Doug Cutting
Wed, 18 Oct 2006 14:18:02 -0700
Here are some quick ideas about how this might work.An RPC mechanism would be used to communicate between nodes (probably Hadoop's). The system would be configured with a single master node that keeps track of where indexes are located, and a number of slave nodes that would maintain, search and replicate indexes. Clients would talk to the master to find out which indexes to search or update, then they'll talk directly to slaves to perform searches and updates.
Following is an outline of how this might look.We assume that, within an index, a file with a given name is written only once. Index versions are sets of files, and a new version of an index is likely to share most files with the prior version. Versions are numbered. An index server should keep old versions of each index for a while, not immediately removing old files.
public class IndexVersion {
String Id; // unique name of the index
int version; // the version of the index
}
public class IndexLocation {
IndexVersion indexVersion;
InetSocketAddress location;
}
public interface ClientToMasterProtocol {
IndexLocation[] getSearchableIndexes();
IndexLocation getUpdateableIndex(String id);
}
public interface ClientToSlaveProtocol {
// normal update
void addDocument(String index, Document doc);
int[] removeDocuments(String index, Term term);
void commitVersion(String index);
// batch update
void addIndex(String index, IndexLocation indexToAdd);
// search
SearchResults search(IndexVersion i, Query query, Sort sort, int n);
}
public interface SlaveToMasterProtocol {
// sends currently searchable indexes
// recieves updated indexes that we should replicate/update
public IndexLocation[] heartbeat(IndexVersion[] searchableIndexes);
}
public interface SlaveToSlaveProtocol {
String[] getFileSet(IndexVersion indexVersion);
byte[] getFileContent(IndexVersion indexVersion, String file);
// based on experience in Hadoop, we probably wouldn't really use
// RPC to send file content, but rather HTTP.
}
The master thus maintains the set of indexes that are available for
search, keeps track of which slave should handle changes to an index and
initiates index synchronization between slaves.
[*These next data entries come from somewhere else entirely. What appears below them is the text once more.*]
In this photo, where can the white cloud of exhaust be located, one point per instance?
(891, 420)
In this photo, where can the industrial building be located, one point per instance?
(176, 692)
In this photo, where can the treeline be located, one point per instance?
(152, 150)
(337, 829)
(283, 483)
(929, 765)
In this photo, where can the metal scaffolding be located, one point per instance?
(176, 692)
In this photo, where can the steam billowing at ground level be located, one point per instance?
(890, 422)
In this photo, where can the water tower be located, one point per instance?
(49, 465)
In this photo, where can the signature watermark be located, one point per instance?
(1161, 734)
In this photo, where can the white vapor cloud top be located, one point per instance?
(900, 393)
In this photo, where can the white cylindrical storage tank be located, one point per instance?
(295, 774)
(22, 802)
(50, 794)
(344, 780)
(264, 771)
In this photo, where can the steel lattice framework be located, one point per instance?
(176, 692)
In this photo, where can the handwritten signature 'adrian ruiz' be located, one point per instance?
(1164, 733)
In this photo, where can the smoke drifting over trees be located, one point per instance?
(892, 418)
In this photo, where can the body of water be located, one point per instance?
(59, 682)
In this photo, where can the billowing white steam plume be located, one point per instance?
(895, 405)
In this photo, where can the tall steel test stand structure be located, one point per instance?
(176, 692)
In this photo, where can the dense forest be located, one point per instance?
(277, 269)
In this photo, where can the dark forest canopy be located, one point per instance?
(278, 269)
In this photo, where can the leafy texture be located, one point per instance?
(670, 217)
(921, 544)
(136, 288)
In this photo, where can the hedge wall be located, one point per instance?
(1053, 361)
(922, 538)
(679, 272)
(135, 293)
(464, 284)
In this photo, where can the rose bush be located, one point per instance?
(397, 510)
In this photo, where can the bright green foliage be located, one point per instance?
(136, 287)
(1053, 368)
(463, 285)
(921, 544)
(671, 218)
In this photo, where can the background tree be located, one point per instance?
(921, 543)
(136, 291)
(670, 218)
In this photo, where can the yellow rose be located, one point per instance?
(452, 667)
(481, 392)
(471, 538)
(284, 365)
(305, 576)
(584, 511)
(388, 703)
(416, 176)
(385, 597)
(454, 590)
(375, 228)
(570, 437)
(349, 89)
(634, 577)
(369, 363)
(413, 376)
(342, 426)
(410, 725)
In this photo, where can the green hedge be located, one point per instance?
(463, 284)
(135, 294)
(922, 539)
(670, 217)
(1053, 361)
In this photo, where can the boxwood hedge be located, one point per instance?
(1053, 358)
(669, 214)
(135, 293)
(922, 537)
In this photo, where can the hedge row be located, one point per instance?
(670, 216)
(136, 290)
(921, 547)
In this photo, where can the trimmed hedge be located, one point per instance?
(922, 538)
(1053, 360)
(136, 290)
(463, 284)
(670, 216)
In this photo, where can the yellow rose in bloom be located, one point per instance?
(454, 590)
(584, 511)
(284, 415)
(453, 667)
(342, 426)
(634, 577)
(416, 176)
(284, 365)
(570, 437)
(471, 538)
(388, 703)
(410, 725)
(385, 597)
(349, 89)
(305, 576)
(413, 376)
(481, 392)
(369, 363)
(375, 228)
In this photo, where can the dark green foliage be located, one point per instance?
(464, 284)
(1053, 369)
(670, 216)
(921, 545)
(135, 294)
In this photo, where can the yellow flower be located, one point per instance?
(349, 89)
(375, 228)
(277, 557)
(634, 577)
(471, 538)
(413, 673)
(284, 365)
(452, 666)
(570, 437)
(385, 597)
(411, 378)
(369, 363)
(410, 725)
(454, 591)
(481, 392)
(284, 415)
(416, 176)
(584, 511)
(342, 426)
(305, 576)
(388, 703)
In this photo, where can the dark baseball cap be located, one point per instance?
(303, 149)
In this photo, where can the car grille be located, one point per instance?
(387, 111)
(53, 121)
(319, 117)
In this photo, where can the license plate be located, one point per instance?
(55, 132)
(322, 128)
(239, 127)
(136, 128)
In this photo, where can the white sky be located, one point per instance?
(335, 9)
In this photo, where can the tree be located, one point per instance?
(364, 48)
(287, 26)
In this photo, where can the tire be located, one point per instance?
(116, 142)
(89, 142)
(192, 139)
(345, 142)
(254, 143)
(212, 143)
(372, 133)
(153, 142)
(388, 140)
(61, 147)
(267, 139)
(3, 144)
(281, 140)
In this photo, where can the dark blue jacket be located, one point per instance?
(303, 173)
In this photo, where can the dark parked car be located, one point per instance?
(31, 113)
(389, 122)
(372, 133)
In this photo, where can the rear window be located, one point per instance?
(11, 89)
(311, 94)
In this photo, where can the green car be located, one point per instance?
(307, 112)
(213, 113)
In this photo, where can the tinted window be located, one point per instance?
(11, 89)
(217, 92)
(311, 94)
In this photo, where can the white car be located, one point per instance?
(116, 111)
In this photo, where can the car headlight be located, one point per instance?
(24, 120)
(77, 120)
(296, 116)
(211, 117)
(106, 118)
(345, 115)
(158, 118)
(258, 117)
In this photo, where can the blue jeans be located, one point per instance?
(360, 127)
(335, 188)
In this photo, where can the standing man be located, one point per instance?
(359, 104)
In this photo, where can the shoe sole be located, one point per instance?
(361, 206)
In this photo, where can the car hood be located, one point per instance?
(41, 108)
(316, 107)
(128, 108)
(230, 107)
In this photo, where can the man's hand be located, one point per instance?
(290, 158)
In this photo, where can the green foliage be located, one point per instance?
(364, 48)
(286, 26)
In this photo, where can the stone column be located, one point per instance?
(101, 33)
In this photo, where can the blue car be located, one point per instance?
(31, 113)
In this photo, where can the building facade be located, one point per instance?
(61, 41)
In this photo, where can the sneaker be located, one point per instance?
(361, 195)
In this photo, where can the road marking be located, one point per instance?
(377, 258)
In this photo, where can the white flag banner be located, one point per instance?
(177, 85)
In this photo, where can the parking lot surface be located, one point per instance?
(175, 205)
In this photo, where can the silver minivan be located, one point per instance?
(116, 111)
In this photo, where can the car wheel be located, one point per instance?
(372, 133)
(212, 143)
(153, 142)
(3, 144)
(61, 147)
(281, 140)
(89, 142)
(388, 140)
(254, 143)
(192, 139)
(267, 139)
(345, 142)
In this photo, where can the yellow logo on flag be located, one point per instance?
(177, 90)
The master can be
configured to replicate indexes a specified number of times.
The client library can cache the current set of searchable indexes and periodically refresh it. Searches are broadcast to one index with each id and return merged results. The client will load-balance both searches and updates.
Deletions could be broadcast to all slaves. That would probably be fast enough. Alternately, indexes could be partitioned by a hash of each document's unique id, permitting deletions to be routed to the appropriate slave.
Does this make sense? Does it sound like it would be useful to Solr? To Nutch? To others? Who would be interested and able to work on it?
Doug